The main reason behind such significant losses across two years is a change in African Bank’s provisioning policy. Previously, provisioning for loans began only when debtors had defaulted on four instalments or more. This has now been changed to reflect impairment even where only one loan is missed or any amount less than the full instalment has been paid.
For the 2014 financial year, African Bank increased its coverage of specifically impaired loans from 64% to 80%, resulting in a R3.1 billion pre-tax impact on its bottom line.
With improved credit criteria in place, new loans have fallen to R600 million a month, from levels above R1.2 billion a month from October 2013 to July 2014. The bank’s stated target is R1 billion a month, but Winterboer said it was unlikely to reach this figure by October 1 – the date targeted for creation of Good Bank.
“Loans must be more customer centric. If we do things the same way we know where that will take us,” Riley remarked. “I’ve created an enormous amount of dissatisfaction with the status quo. We have to change and do things differently.”
Riley has selected a CFO to join his team and awaits approval from the Sarb on his appointee. He said he was pleased to have Louis von Zeuner, former deputy group CEO of Absa, on board. “He knows a lot more about broad banking than I would know and I think he will give me a lot of guidance and a hard time, which is what you want from a board,” he said.

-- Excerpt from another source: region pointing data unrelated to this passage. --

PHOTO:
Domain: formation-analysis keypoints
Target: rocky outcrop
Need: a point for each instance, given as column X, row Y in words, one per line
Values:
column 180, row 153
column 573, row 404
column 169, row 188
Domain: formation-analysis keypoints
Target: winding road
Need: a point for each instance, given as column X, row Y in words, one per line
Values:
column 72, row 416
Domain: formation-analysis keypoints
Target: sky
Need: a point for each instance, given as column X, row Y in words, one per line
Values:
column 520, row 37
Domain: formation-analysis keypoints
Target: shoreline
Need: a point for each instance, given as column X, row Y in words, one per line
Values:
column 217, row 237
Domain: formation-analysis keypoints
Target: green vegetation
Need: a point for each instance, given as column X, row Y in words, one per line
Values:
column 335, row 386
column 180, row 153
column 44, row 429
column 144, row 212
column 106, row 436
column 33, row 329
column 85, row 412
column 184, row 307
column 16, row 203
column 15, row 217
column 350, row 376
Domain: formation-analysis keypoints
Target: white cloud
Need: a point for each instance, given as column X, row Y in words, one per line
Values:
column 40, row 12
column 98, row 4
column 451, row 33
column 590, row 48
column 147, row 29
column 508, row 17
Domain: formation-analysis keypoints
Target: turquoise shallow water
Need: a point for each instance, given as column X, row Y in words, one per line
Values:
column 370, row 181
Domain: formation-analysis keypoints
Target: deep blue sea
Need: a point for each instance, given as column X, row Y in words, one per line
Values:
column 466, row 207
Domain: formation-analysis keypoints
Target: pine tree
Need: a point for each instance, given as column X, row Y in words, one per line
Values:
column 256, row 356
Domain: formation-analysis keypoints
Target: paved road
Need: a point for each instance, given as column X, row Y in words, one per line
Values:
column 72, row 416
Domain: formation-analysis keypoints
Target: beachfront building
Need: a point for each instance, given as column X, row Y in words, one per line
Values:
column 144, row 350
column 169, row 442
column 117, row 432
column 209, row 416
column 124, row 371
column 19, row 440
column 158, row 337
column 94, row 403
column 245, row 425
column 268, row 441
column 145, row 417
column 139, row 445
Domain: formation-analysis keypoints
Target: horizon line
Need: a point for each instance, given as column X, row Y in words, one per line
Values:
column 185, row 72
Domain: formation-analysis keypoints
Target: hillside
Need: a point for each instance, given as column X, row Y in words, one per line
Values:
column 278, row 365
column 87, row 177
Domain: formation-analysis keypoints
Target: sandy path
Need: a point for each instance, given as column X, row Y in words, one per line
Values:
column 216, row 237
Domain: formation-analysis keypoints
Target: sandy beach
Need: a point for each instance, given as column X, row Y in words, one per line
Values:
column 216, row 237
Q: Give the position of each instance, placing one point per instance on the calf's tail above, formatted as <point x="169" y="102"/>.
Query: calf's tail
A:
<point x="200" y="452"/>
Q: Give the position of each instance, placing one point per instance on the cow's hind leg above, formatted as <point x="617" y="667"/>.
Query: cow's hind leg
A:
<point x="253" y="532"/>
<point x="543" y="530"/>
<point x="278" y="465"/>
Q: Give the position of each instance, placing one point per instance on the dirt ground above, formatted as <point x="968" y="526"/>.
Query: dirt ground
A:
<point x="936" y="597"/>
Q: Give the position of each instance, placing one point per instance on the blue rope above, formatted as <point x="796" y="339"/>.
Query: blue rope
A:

It is hoped that Good Bank, which will continue to trade under the name African Bank, will be created by October, although Winterboer cautioned a “health warning” saying this was dependent on a number of factors, including the gazetting of the Banks Amendment Bill.
Once the restructuring is complete, Winterboer will continue to handle the assets of ‘bad bank’, with Riley and his team focusing on Good Bank and deriving what revenue they can from collections on the bad book.
The consortium of banks that underwrote the R10 billion capital raise for Abil, along with the Public Investment Corporation and the Sarb, will own Good Bank. A listing on the JSE will take roughly two years, Winterboer said.
Kirkinis paid R2.1 million in 2014
African Bank’s financial results reveal that former CEO, Leon Kirkinis was paid R2.1 million in 2014, a 4% drop on his R2.18 million 2013 pay package. CFO Nithia Nalliah received R3.4 million in 2014, while chief risk officer, the late Tami Sokutu who resigned in February 2014, received R736 000.
Winterboer said African Bank has not addressed whether Kirkinis’s pay package is repayable but said it was “probably at the lower end of the CEO package [spectrum]”.
He said the Myburgh Report, which comes after an extensive investigation into African Bank’s business dealings, has been submitted to the Sarb and “the ball is in their court” as to what they do with it further.